A View of Kansas, Part One

Horace Greeley

Horace Greeley

In the same June 29, 1854 issue where Horace Greeley printed Abelard Guthrie’s accusations against David Rice Atchison, he printed other news of Kansas. The latter, originally printed in the Chicago Democratic Press, gives an interesting view of Kansas in the summer of 1854. The correspondent traveled up the Kansas River 120 miles, so he knew a fair stretch of it from his own eyes. He begins by advertising the land’s virtues, always a good way to entice people to come:

the soil is very rich and productive and the country exceedingly beautiful. Along the river extending for a few miles on each side the country is densely timbered, and so also are the borders of the small streams which empty into the river from either side. On leaving the margins of the streams the country is high rolling prairie. The soil is good, but the want of timber and water will be found a serious drawback to the rapid settlement of that portion of the Territory. The climate while he was there was bracing and healthy, but those who reside in this country, complain that it is very fluctuating and changeable.

Though not perfect, Kansas had good lands. Wouldn’t you come help save it from slavery and take your slice of the American dream?

The Shawnee Indians own the territory on the south side of the Kansas for some two hundred miles west of the Missouri. Our informant says they are very considerably advanced in civilization, and that he was very comfortably entertained while traveling among them. They devote their attention to agriculture and many of them have large and very fine farms.

Too often, American Indians just fall out of historical accounts. We imagine the plains as empty. If we imagine Indians at all, they live farther west and roam about. Indians running their own farms and otherwise behaving largely like the white settlers we imagine venturing off into empty land to put it to use come across as a foreign concept, with the possible exception of the Cherokee. That says more about us than them. Nineteenth century Americans moving into Indian lands knew better.

Those Shawnee

appear not a little uneasy and restless under the passage of the Territorial bill. Many of them have been cherishing the hope that ere long they would be endowed by Congress with the rights of citizenship. They dress, live and act like white people, and declare their determination not to sell their lands on any consideration whatever.
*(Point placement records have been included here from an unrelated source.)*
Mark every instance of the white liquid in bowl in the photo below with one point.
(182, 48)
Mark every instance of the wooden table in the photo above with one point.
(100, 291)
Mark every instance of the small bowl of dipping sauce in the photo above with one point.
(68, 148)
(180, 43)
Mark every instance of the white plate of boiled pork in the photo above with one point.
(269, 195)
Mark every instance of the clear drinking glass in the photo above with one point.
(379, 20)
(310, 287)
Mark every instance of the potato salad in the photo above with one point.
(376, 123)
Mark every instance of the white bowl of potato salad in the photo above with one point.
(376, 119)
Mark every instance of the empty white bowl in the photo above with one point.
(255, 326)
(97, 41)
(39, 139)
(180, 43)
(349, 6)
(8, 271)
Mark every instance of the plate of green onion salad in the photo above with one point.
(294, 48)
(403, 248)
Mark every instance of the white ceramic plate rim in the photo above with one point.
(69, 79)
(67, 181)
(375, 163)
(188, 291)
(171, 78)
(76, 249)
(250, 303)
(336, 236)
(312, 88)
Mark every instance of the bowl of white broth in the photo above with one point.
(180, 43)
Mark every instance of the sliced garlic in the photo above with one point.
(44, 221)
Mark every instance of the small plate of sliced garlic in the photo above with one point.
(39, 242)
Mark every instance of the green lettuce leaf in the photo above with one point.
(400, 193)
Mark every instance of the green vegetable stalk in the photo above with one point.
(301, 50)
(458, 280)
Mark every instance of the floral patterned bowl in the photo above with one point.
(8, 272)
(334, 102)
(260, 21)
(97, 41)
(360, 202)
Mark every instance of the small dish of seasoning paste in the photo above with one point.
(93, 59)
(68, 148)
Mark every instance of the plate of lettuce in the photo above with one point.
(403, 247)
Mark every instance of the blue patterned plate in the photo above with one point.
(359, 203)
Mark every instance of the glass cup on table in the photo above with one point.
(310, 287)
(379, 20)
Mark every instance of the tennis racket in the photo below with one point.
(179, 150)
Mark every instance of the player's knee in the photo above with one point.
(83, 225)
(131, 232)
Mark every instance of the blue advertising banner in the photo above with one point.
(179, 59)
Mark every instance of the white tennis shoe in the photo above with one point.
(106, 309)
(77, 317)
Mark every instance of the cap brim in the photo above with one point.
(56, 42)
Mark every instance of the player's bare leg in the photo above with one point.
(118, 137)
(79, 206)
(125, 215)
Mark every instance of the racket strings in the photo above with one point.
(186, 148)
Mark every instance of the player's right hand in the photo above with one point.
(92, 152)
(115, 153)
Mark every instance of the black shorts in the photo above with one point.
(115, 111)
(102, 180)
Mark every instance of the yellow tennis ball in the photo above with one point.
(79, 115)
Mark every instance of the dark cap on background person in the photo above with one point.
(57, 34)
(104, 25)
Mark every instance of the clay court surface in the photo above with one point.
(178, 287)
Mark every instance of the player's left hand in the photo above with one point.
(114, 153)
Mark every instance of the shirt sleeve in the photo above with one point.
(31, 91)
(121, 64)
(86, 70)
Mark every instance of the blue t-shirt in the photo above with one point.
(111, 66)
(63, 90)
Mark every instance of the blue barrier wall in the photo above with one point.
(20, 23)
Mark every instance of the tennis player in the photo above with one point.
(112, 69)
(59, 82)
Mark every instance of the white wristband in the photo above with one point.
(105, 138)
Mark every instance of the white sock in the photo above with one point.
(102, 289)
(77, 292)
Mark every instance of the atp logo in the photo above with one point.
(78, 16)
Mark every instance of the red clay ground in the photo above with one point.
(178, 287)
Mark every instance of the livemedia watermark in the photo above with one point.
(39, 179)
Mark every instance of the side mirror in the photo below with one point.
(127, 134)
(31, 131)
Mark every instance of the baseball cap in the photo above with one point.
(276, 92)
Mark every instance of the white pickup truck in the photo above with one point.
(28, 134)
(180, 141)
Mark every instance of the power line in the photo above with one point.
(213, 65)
The Delaware, on the other side of the river, lived similarly. The Democratic Press’ informant, however, pronounced them

not so intelligent and as far advanced in civilization as the Shawnees.

So far as white settlement went, confusion reigned. Though the lands stood open to white settlement per the Kansas-Nebraska Act:

Indian title tot he lands is not yet extinguished, and when our friend left Fort Leavenworth the United States Marshal was engaged with a posse driving the squatters and emigrants out of the territory. Many, however, were pushing onward beyond the Fort to the borders of the great plains, where they hoped to be beyond the reach of the Marshal.  The country is not yet open to settlement, and cannot be till the Indian title is extinguished, This will no doubt be effected as rapidly as possible; but the philanthropist will ask where can the poor Indians go? That questions suggests sad and solemn reflections.

Indeed it did. The Shawnee reservation in Kansas shrank in 1854 and was split into individual plots in 1858. Some Shawnee fought in the Civil War and hoped their service would bring them restored property. They found instead that homesteaders had occupied much of it in their absence. Some of them later ended up in Oklahoma, where they joined the Cherokee tribe and remained recognized solely as a part of it until 2000.